I took Nyquil before I went to bed last night to fight off the last bits of this cold. And to make sure I could imitate bear-like hibernation to the best of my ability, slumbering, snoring, and drooling in my dark, cavernous room while the snow piled high outside. I put on The Divine Secrets of the Ya-Ya Sisterhood to wait for the Nyquil to kick in. Before long, my head and limbs felt like tree trunks. The streetlight outside my bedroom window melted into blurry concentric circles. It was lights out for this girl.
I forgot how much I loved that book, The Divine Secrets of the Ya-Ya Sisterhood. It reminds me of me and my mother’s relationship. Recently, I wrote a chapter for a book that my professor plans to publish. Some of it gets kind of personal because I talk about my upbringing and my family. It was mildly therapeutic to write. Short, but I thought I did a good job. I was happy that it would be my first legitimate published piece. And then my mom read it.
My sisters and I were sometimes left with a babysitter, but more often left alone because our parents worked at the restaurant all the time. And because they didn’t want us to end up in their shoes, they pushed us hard. We were rarely allowed to hang out with friends. All our time was to be focused on studying. We didn’t own a sleeping bag for the longest time because we weren’t allowed to sleep over at friends’ houses. I don’t know why this fact embarrassed me. My mom sewed up her own version of a sleeping bag using old sheets and blankets, which I quickly denied using in public. There wasn’t even a proper way out of the sleeping bag. You climb in and you climb out. It was like one big sock for your body. The few times I was allowed to sleep over at my neighbor’s house, I lied and said I forgot my sleepover stuff. My friend always had a spare, though. I felt normal inside the sleeping bag. Just like all the other girls.
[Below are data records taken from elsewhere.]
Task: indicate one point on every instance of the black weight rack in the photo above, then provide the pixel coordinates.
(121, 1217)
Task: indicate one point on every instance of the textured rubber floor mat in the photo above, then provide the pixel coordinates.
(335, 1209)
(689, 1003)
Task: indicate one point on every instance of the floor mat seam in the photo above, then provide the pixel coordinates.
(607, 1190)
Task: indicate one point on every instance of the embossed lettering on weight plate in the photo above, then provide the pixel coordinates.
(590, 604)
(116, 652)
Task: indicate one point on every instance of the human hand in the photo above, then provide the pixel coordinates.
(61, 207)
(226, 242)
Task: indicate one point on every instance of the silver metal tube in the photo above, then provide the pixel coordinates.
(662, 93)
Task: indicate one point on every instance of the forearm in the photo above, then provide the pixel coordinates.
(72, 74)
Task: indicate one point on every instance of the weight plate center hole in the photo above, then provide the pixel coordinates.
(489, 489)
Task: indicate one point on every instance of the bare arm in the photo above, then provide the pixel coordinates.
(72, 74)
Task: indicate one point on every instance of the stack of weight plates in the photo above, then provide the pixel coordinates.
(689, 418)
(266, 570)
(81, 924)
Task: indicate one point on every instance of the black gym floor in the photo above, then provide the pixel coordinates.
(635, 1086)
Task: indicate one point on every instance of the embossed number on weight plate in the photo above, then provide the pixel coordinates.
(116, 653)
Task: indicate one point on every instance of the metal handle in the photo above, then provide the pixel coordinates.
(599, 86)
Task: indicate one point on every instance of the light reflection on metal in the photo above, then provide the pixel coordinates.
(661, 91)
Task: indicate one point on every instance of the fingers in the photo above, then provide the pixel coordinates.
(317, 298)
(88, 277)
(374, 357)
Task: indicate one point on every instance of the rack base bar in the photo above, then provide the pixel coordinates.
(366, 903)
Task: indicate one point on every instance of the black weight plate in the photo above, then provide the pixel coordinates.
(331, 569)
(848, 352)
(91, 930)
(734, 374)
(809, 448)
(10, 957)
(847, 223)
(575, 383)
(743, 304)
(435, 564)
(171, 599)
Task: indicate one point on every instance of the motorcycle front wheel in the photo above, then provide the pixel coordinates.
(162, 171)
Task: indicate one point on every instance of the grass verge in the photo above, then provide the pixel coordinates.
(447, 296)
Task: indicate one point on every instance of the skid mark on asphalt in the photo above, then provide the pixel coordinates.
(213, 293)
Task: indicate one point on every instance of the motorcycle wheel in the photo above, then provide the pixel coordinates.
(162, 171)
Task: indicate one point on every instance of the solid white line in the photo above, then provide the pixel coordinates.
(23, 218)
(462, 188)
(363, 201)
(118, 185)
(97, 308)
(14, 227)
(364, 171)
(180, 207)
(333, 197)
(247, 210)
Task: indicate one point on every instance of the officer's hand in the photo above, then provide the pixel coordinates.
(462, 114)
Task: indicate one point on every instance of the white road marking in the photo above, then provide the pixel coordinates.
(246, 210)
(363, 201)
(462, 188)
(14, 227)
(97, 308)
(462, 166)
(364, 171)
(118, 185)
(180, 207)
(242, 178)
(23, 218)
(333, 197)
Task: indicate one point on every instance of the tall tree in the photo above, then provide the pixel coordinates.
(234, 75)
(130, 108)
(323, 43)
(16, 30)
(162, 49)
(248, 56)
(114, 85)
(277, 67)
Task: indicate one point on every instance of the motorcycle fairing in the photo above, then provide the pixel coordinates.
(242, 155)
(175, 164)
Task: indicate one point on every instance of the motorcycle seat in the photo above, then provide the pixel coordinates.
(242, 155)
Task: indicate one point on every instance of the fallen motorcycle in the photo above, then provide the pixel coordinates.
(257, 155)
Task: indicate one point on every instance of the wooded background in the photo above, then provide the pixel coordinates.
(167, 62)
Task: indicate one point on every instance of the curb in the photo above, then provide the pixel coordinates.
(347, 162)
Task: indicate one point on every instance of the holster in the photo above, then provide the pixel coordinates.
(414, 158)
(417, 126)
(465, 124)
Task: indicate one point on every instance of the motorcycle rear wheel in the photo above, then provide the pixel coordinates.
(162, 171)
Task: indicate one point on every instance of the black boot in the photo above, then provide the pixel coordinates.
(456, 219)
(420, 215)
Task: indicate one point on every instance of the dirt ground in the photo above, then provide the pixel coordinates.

Another time, I was invited to this girl’s birthday party in the neighborhood. My parents toted me along on their errands on Saturday afternoons after my math lessons in Chinatown. We were shopping for extra restaurant supplies this one particular afternoon, and I timidly asked my mom if we could go buy something for my friend’s birthday present. At first, my mom got mad because I told her so late. The party was that night. Then, she somehow convinced me that decorated plates and soup bowls would be the perfect gift for a 10 year old girl. We got a set from the restaurant supply store. When it was time to open gifts at the party, I tried to make myself invisible. The girl tore my present open and feigned excitement. At that point, I was so embarrassed I couldn’t feel my face anymore. Maybe I had actually become invisible from wishing so hard. Years down the road, this neighborhood friend became too popular to hang out with me, and the story of me giving the gift of dinnerware became a point of ridicule on the school bus.
I can laugh about these stories today and even cherish them. The younger version of me hated not being able to be like everyone else, but the older version of me recognizes moments and memories that are filled with so much sacrificial love on the part of my parents. The children of immigrant parents are blessed to know this better than most. I have no bitterness, no grudge against my parents. My childhood may have been less than ideal at times. It may have been downright humiliating during others, but I wouldn’t ever dream of changing it. My mom read what I wrote for the book chapter, and we exchanged some words in broken English, broken Chinese…and just plain brokenness.
Ma-ma feels so shame.
No, no, no. You shouldn’t. That’s not how I meant it. Did you read the part where I…?
Me and ba-ba didn’t want you girls to grow up and have the same life as us.
I know, ma-ma, I know. We are really thankful for you guys.
At one point, I knew she was about to cry. That would’ve made me start to cry. And since she didn’t want to see me cry or for me to see her cry, we let it go and made light of it. Somehow. It was hard to convince her that I thought she was a great mother. The best mother, really. She told me later that she thought I was a great writer. First time I’ve heard her say that. I wish I could’ve hugged her at that moment and told her how much I loved her. We don’t have problems doing that in our family. We hug a lot. But in that moment, it was hard to move. I just blinked away some tears and kept nodding my head. She just kept washing the dishes. And in this broken way, we’re still pushing through it.